If there were lists like these 70 years ago, "Citizen Kane" would've been on them. If there are lists like this 70 years from now, "Citizen Kane" will be on them. Some clichés are clichés for a reason.

And those reasons are plenty, in this case. "Kane" is a film school on the screen. In its less than two-hour run time, it establishes techniques -- ranging from naturalistic, fast-talking dialogue to extreme close-ups and depth of field to rear projection -- that would define the way movies were made for decades to come. And even if you're not into filmmaking technicalities, the multi-perspective morality tale moves at a surprising clip for a 1940s movie.

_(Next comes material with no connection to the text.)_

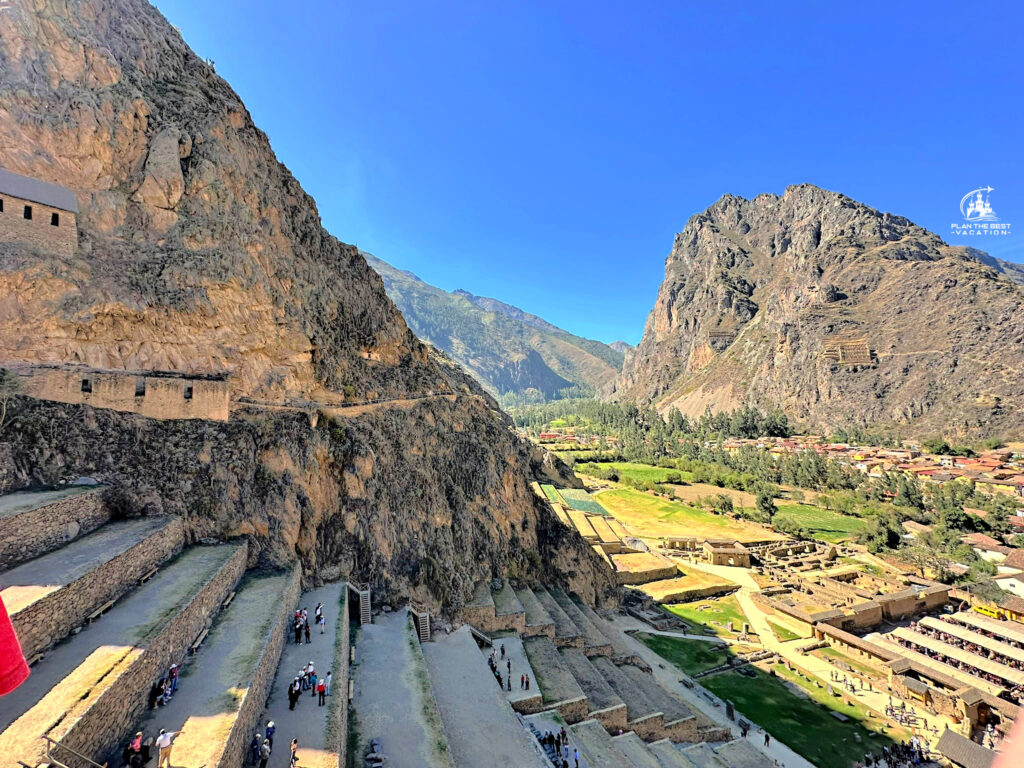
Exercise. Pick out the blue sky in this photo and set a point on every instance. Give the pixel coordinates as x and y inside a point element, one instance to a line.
<point>545,153</point>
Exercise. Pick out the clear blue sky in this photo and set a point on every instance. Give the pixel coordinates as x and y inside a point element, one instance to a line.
<point>545,153</point>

Actor-director Orson Welles did all of this when he was 25 years old. Meanwhile, today's 25-year-old artists write songs about their butts.

'Easy Rider' (1969)

Ever since "Citizen Kane," it hasn't really been a surprise when an actor takes up the camera with solid results. It is a surprise, though, when an actor-director makes a movie that captures the spirit of an entire generation and changes the way indie movies are made forever.

But that's just what Dennis Hopper did when he directed "Easy Rider." Its freewheeling roots manifested not only in the movie's themes, but in its point-and-shoot filmmaking style. Humbly putting himself in a thankless role and letting Peter Fonda and Jack Nicholson take the cool-guy reins, Hopper acted like a cultural observer. And what he observed was the sex, drugs, music, and road-tripping adventure that defined the counterculture of the '60s, even as the '70s loomed with clouds shaped a whole lot like Nixon and Vietnam.

'Unforgiven' (1992)

In a lot of ways, Clint Eastwood's life has been a study in Westerns. A youthful performance in "Rawhide" was his grade school; the creation of the spaghetti Western genre alongside Sergio Leone was his high school; the eventual direction of gritty classics like "The Outlaw Josey Wales" and "High Plains Drifter" were his college thesis papers.

It makes sense, then, that Best Picture Oscar winner "Unforgiven" is a deconstruction of the whole Western genre -- before you can tear something down, you've got to know it inside out. There's no rootin' tootin' shootout in "Unforgiven," no black hats or white hats. Every bullet makes an impact, death counts, and every hero and villain is just a shade of gray. "Unforgiven" doesn't just deconstruct cowboy legends, it's a legend all its own.

'The Great Dictator' (1940)

If you want to prove the point that great themes and great movies are time-proof and trend-proof, look no further than Charlie Chaplin's "The Great Dictator." This ageless political satire not only has heart, smarts, and funnies, it has major cajones -- Chaplin released his Hitler-mocking masterpiece as German bombs were still falling on London.

You know Chaplin best as a silent film star, but when he spoke, it counted. When he looked right at the camera lens and said, "The hate of men will pass, and dictators die," even President Roosevelt took pause. And if it's good enough for Roosevelt, it's good enough for your movie night.

'Reds' (1981)

Here's one you can impress your intellectual friends with at parties. Years before the Technicolor bombast of "Dick Tracy," director-star Warren Beatty brought his leftie-journalist-in-1917-Russia opus to the screen. "Reds," which also brings Diane Keaton and Jack Nicholson along for the ride, is everything you'd expect from a truly skilled director taking on a political period piece -- a quick-witted screenplay, sumptuous cinematography, plentiful passion, and a whole lot of well-delivered idealism. Just so happens that skilled director is also the face on the poster.